The lack of insurance coverage in Southeast Asia threatens “a critical hub of global supply chains,” says Janice Chen, Munich Re’s head of property treaty underwriting in Southeast Asia. “Inadequate insurance coverage increases the risk of economic shocks that spread across borders. »
Agriculture and manufacturing dominate Southeast Asia’s economies, with the region producing 30% of the world’s rice and more than 80% of palm oil.
Climate disasters have a significant impact on farmers in the region, leading to reduced yields, poor harvests and increased pest numbers due to extreme heat and flooding. They are also impacting logistics and supply chains in the region, damaging critical infrastructure and causing delays in shipping goods.
Without insurance, vulnerable populations can be hit even harder by the loss of their assets and infrastructure.
“If you don’t have the savings to rebuild and it’s not insured, you can lose your home,” says Signer, noting that disaster losses often also lead to consumption losses. “When you don’t have the money to respond, you pull kids out of school or sell the limited assets you have just to survive the next three days, months or years.”
SEADRIF, based in Singapore, offers a parametric insurance policy that covers flood risks in Southeast Asia.
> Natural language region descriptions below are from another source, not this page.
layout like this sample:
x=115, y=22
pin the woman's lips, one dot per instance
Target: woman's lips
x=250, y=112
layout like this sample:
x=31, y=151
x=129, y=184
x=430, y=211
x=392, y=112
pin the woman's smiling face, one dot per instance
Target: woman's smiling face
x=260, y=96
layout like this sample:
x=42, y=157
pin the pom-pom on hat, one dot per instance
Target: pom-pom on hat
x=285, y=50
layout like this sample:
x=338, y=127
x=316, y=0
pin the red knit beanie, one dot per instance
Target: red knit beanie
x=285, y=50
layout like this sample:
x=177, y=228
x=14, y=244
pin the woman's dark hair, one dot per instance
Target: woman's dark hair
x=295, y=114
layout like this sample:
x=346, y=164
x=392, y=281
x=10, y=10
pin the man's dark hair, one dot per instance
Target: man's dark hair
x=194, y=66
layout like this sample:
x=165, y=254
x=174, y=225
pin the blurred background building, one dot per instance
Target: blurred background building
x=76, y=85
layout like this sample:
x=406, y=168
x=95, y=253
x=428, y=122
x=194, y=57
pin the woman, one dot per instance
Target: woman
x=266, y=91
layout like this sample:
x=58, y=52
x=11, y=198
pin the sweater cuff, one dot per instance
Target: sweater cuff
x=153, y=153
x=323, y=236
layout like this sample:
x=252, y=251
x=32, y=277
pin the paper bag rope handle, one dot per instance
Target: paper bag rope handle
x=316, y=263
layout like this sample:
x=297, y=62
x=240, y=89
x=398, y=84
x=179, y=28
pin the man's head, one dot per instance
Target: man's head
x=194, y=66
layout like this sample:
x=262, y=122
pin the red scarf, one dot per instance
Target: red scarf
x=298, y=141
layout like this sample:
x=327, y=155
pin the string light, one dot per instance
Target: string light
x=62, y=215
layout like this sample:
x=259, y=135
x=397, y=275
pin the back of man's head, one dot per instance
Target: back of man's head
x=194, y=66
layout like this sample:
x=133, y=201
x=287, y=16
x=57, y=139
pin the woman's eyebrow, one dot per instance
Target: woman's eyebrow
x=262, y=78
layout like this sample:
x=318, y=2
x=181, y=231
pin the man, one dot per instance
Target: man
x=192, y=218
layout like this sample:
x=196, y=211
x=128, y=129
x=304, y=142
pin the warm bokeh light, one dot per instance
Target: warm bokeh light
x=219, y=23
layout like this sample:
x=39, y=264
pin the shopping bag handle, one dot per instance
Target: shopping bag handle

Their unique model offers rapid, predetermined payouts when specific weather thresholds, including wind speeds, precipitation levels or temperatures, are met or exceeded. SEADRIF was able to pay $1.5 million in insurance compensation to Laos just one day after the August 2023 floods.
Besides insurance, to reduce climate vulnerability, governments can also put in place physical defenses like sea walls and flood barrierswhile deepening partnerships with multilateral organizations such as the Asian Development Bank and the World Bank.